Deque (operation from both side): In Python, the deque class from the collections module is a double-ended queue. It provides constant time opearations for inserting ore removing items from its beginning or end. It can be used to implement both stack and queue structure we mentioned above and usually is more time efficient than the above implementation. Mainly because inserting or removing elements from the head of a list takes linear time.

from collections import deque
#1. implement Queue
fifo=deque()
fifo.append(l)
fifo.popleft()
#2. implement Stack
lifo = deque()
lifo.append(l)
lifo.pop()

Heap

The (binary) heap data structure is an array that we can view as a nearly complete binary tree. The tree is completely filled on all levels except possibly the lowest, which is filled from left up to a point.(a) binary tree (b) an array

As we can see we can implement either the max-heap or the min-heap as an array. Because the tree is complete, the left child of a parent (at position p) is the node that is found in position 2p in the list. Similarly, the right child of the parent is at position 2p+1 in the list. To find the parent of any node in the tree, we can simply use Python’s integer division. Given that a node is at position n in the list, the parent is at position n/2.

There are two kinds of binary heaps: max-heaps and min-heaps. In both kinds, the values in the nodes satisfy a heap property. For max-heap, the property states as for every node i other than root.

A[PARENT(i)]>= A[i];

Thus, the largest element in a max-heap is stored at the root.

For a heap of n elements the height is theta(logn) because it is a complete binary tree.

Heap can be used into heapsort and a priority-queue data structure. Operations include:

MAX-HEAPIFY, runs in O(lgn), is the key to maintaining the max-heap property
BUILD-MAX-HEAP, runs in linear time, produces a maxheap from an unordered input arrary
MAX-HEAP-INSERT, HEAP-EXTRACT-MAX, HEAP-INCREASE-KEY, and HEAP-MAXIMUM, runs in O(lgn) time, allow the heap data structure to implement a priority queue.

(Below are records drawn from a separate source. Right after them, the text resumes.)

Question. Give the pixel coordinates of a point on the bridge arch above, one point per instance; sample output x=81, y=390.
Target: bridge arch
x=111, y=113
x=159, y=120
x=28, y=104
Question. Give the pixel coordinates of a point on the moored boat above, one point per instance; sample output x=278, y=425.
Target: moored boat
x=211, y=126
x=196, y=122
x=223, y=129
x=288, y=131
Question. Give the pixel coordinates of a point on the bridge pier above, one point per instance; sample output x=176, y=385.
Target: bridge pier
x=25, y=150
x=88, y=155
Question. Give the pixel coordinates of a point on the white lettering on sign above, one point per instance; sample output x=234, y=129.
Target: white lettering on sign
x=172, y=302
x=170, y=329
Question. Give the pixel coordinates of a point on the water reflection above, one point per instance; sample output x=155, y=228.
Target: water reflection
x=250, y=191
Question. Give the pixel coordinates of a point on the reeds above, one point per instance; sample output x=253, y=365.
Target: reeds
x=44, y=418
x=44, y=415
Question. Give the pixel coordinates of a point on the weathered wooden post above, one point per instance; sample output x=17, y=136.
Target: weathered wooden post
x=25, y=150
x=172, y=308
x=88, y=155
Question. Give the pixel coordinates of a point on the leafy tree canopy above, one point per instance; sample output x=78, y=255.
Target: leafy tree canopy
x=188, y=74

heapq: heapq from collections is an implementation of heap, which can be used to maintain a priority queue. Operations include heappush, heappop, and nsmallest. heapq in python to maintain a priority queue with O(logn)

heap = []
heappush(heap, 5)
heappush(heap, 3)
heappush(heap, 7)
heappush(heap, 4)

Items are removed by the highest priority or say the lowest number first. Also, accessing the 0 index of the heap will return the smallest item.

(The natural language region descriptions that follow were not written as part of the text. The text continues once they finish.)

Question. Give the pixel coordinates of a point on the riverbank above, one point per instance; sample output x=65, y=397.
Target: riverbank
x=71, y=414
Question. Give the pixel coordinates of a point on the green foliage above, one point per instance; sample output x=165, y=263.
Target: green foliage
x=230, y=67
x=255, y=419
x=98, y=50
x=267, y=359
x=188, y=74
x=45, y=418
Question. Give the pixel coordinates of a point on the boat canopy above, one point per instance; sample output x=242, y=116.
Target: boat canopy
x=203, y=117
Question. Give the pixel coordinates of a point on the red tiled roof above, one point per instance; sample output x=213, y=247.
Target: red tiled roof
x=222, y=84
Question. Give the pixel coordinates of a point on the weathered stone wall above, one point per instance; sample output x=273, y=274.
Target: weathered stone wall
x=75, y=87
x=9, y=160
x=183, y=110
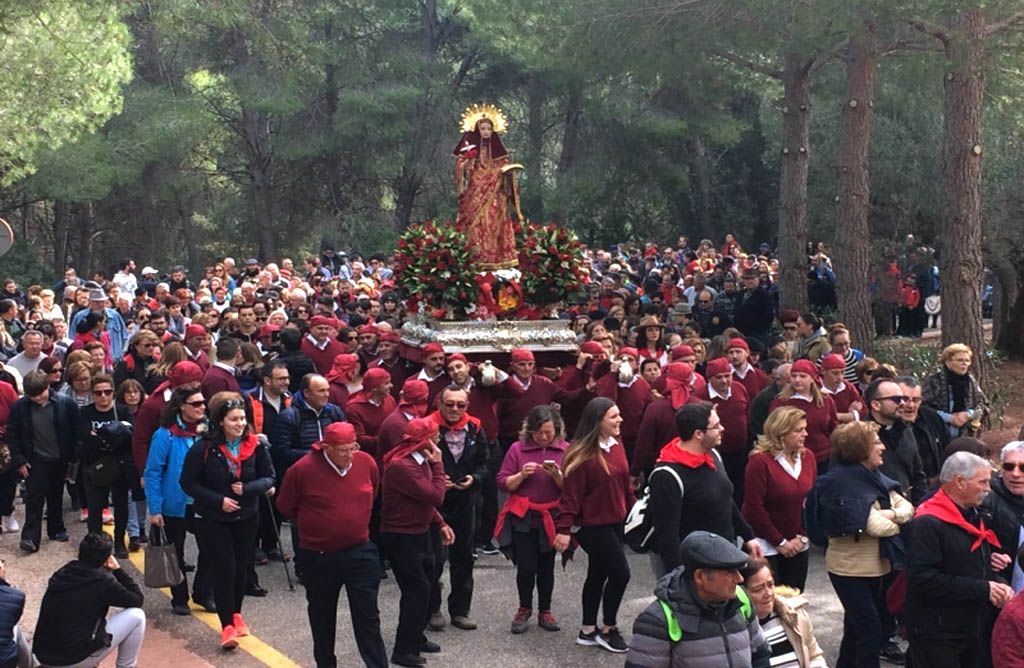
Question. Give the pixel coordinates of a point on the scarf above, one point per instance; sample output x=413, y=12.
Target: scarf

print(heappop(a), heappop(a), heappop(a), heappop(a))
3 4 5 7
assert heap[0] == nsmallest(1, heap)[0] == 3

More materials can be found here.

Monotonous Stack: For monotonous increasing stack, which only allow the increasing element to be put in the stack, smaller one came will kick out the larger one in the previous position, untill we found one that is smaller than the current element. For the monotonous decreasing stack, the larger elements will force the stack to kick out the previous smaller element untill larger one found. In monotonous stack, we only operate at the end of the stack. To summarize, monotonous stack has two features:

monotonic
when adding new element, we will delete all the previous elements that break the first monotonic feature.
For increasing stack: we can find the first element to the left that is larger than current element
For decreasing stack: we can find the first element to the left that is smaller than current element.

3. Linked List

Like arrays, Linked List is a linear data structure. Unlike arrays, linked list elements are not stored at contiguous location; the elements are linked using pointers.

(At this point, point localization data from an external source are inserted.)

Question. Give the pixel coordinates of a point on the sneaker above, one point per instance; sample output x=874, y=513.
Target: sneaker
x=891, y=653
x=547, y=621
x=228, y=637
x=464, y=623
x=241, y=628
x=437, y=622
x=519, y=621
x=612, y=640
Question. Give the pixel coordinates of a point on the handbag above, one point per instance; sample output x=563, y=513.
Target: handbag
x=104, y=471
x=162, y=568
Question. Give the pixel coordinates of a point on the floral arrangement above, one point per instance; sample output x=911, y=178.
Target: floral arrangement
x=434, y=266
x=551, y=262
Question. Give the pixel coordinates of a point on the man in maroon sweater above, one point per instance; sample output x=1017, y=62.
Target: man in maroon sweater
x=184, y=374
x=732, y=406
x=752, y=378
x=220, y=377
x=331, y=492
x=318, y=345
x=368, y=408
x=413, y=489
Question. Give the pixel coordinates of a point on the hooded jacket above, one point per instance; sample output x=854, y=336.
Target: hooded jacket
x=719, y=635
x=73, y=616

Why Linked List? Arrays can be used to store linear data of similar types, but arrays have following limitations. 1) The size of the arrays is fixed: So we must know the upper limit on the number of elements in advance. Also, generally, the allocated memory is equal to the upper limit irrespective of the usage. 2) Inserting a new element in an array of elements is expensive, because room has to be created for the new elements and to create room existing elements have to shifted.

Advantages over arrays 1) Dynamic size 2) Ease of insertion/deletion

Drawbacks: 1) Random access is not allowed. We have to access elements sequentially starting from the first node. So we cannot do binary search with linked lists. 2) Extra memory space for a pointer is required with each element of the list.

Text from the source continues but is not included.